The investigation into the murder of French film-maker Sophie Toscan du Plantier was "flawed and prejudiced" in relation to chief suspect Ian Bailey, according to the then Director of Public Prosecutions.
The Supreme Court was told that Mr Bailey's lawyers now knew that the decision not to prosecute him for the murder was firmly rooted in the view that there was no evidence whatsoever against him.
The court ruled that new evidence - given to Mr Bailey's lawyers late last year by state officials - should be admitted as part of his appeal against his extradition to France, which will begin on
Mr Bailey is wanted for questioning by French authorities about the murder in December 1996 of Sophie Toscan du Plantier near her holiday home in Schull, Co Cork.

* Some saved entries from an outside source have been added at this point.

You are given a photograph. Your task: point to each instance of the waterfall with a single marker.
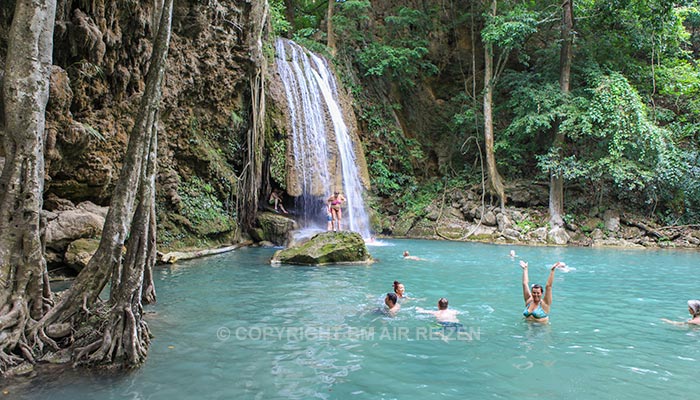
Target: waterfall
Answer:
(312, 98)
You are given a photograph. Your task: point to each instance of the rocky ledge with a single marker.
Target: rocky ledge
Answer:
(326, 248)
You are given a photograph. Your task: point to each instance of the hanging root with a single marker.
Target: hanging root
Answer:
(124, 342)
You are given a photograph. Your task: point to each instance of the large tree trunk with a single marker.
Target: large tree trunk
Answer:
(556, 187)
(495, 179)
(108, 258)
(249, 187)
(125, 339)
(22, 263)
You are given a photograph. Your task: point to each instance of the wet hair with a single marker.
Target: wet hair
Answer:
(695, 306)
(442, 303)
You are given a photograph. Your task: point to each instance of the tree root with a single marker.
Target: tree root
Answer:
(124, 342)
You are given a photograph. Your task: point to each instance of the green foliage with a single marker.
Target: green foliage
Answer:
(279, 23)
(278, 167)
(415, 200)
(510, 30)
(351, 19)
(202, 208)
(526, 226)
(395, 49)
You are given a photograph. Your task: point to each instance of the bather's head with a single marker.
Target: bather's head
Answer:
(399, 289)
(536, 293)
(390, 300)
(442, 304)
(694, 307)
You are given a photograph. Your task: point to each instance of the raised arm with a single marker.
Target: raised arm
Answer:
(547, 300)
(526, 283)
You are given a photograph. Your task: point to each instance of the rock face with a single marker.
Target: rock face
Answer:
(80, 252)
(68, 225)
(275, 228)
(326, 248)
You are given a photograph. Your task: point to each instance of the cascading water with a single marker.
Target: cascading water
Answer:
(312, 97)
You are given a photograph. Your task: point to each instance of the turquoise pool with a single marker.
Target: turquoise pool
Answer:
(231, 326)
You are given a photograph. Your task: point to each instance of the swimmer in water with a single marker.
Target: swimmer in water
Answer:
(392, 303)
(694, 310)
(407, 256)
(400, 290)
(537, 307)
(442, 314)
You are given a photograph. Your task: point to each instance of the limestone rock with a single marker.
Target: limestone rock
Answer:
(326, 248)
(79, 253)
(85, 221)
(276, 228)
(512, 235)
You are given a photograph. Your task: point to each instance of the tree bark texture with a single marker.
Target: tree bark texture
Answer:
(108, 258)
(249, 189)
(556, 187)
(495, 179)
(25, 93)
(126, 337)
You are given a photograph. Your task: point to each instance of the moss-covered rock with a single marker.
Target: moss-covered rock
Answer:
(326, 248)
(276, 228)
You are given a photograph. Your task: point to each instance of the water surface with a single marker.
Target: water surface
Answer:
(232, 326)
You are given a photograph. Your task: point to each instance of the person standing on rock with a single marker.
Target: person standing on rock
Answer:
(334, 204)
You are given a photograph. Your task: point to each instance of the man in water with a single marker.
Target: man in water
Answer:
(392, 303)
(407, 256)
(442, 314)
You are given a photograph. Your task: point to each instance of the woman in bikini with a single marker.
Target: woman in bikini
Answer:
(334, 203)
(694, 310)
(537, 307)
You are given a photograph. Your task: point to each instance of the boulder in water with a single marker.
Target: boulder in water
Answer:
(326, 248)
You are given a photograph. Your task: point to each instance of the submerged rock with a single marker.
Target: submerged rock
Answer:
(326, 248)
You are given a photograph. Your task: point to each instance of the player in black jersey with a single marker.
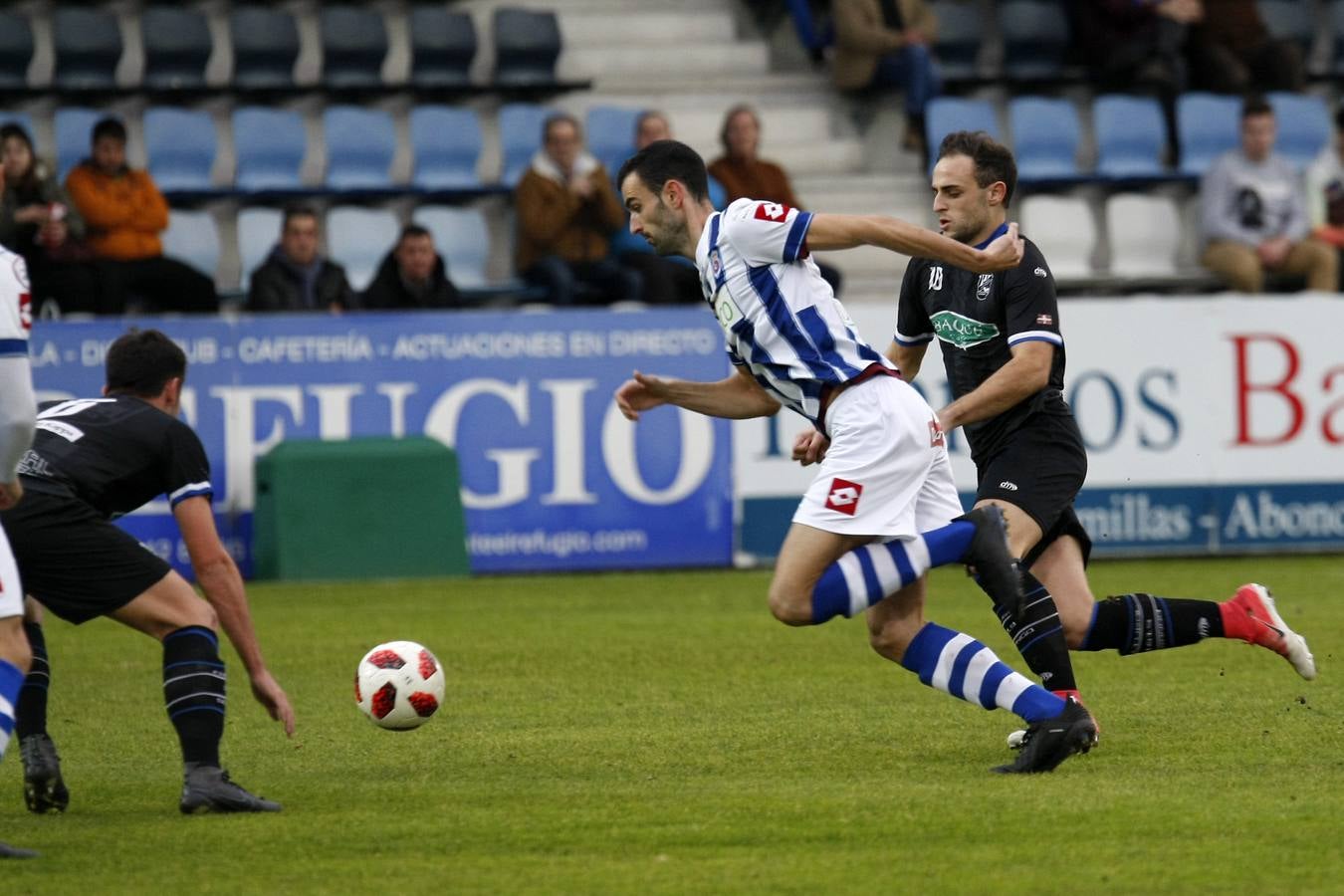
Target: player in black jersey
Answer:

Lawyers for Mr Bailey received the new documentation from the DPP's office and the Department of Justice in November last year.
In a letter to Mr Bailey's solicitor, the documentation was described as being "very significant" by the current Attorney General.
In correspondence, the Minister for Justice told Mr Bailey's lawyers that it was in the interests of justice that they should have it.
It includes a document from the former Director of Public Prosecutions, Eamonn Barnes, which outlines why he decided not to prosecute Mr Bailey for the murder.
He describes the garda investigation as "thoroughly flawed and prejudiced".
Mr Bailey's lawyers told the Supreme Court today there was no evidence against Mr Bailey.
They claim the French request to extradite him is an abuse of process as it is based on a flawed garda investigation.
Mr Bailey's lawyers wanted the matter sent back to the High Court.
But the Supreme Court ruled that the new evidence should be admitted and would form part of Mr Bailey's appeal against the High Court's decision.